Sin embargo, esa ambición insaciable de Ernesto lo había llevado por un camino peligroso, a través de intrigas y manipulación, a la búsqueda constante de poder, de querer lo que no le pertenecía. Y al final, esa misma ambición lo había llevado a esta cama, con la vida colgando de un hilo.
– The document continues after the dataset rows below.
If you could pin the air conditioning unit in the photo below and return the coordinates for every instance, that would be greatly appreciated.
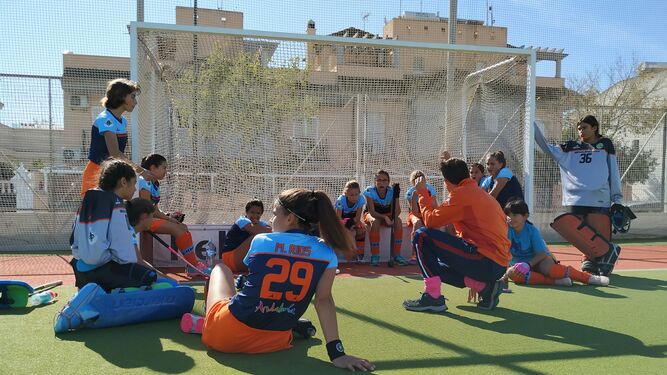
(71, 154)
(78, 101)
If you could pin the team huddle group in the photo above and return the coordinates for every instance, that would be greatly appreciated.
(478, 238)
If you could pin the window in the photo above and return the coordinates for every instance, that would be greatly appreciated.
(418, 64)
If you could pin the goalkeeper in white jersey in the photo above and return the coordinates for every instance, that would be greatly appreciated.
(591, 183)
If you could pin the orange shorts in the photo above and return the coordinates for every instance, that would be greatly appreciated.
(91, 177)
(228, 260)
(410, 220)
(224, 333)
(156, 224)
(367, 218)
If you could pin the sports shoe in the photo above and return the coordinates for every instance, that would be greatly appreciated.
(360, 258)
(240, 281)
(78, 312)
(399, 260)
(191, 323)
(590, 267)
(598, 280)
(490, 295)
(565, 281)
(607, 262)
(426, 303)
(201, 267)
(304, 328)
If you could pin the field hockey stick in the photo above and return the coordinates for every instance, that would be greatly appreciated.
(45, 287)
(181, 257)
(396, 188)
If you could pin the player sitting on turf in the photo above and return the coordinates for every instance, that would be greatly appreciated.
(286, 269)
(476, 256)
(349, 207)
(502, 183)
(102, 242)
(531, 261)
(241, 234)
(164, 223)
(379, 199)
(414, 216)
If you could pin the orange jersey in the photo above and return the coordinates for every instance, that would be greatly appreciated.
(476, 216)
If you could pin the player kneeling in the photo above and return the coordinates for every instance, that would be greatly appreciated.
(167, 223)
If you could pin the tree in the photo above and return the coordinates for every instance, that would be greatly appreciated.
(632, 103)
(237, 92)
Fabián no sabía qué hacer. Quería llevar a su padre a los mejores especialistas, pero la situación con su hijo Joaquín lo complicaba aún más. El chico estaba en prisión, y el juicio parecía ya estar decidido. Las pruebas presentadas por Martín como causante del incendio e intento de homicidio eran irrefutables. Había algo trágico y destructivo en todo eso. La fatalidad parecía haberse abalanzado sobre su familia, arrastrándolos al abismo.
Se puso de pie, incapaz de quedarse quieto. Salió de la habitación, buscando aire fresco, pero cuando cruzó la puerta de la sala, fue recibido por su hermana Isabel, quien estaba esperando fuera. La expresión en su rostro no dejaba lugar a dudas: sabía que la situación era grave.
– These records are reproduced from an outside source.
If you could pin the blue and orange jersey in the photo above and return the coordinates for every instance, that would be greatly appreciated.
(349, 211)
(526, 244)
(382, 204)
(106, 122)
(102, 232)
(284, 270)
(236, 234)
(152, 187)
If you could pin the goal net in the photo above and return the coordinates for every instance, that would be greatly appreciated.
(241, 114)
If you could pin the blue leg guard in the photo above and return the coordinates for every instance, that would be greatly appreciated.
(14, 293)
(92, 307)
—¿Cómo está papá? —preguntó Isabel, su voz temblorosa, sin poder disimular la ansiedad que la consumía.
—Los doctores no son optimistas, Isabel. No saben cuánto tiempo más va a durar... —respondió Fabián, con la voz quebrada. No podía soportar ver a su hermana tan angustiada.
Isabel se dejó caer en una silla cercana, sus manos cubriéndose el rostro mientras trataba de contener las lágrimas.
—Que vamos a hacer... —musitó Isabel, su voz apenas un susurro. —Todo esto es un caos. Papá... él... —no pudo continuar. Las palabras se le atascaban en la garganta.
—Yo no, lo sé, Isabel. Papá... —Fabián dejó escapar un suspiro, llevando una mano a su frente.. —Papá ha causado todo esto. Su ambición nos ha destruido. Todo lo que tenemos, todo lo que éramos... se ha deshecho. Y ahora, ¿qué podemos hacer? La culpa es nuestra, pero ya no podemos retroceder.
Isabel lo miró con tristeza. Ella había visto cómo la ambición de su padre había destruido su familia, cómo esa misma ambición había arrastrado a su sobrino Joaquín a la cárcel, y cómo Fabián, su propio hermano, no había podido salvar a nadie.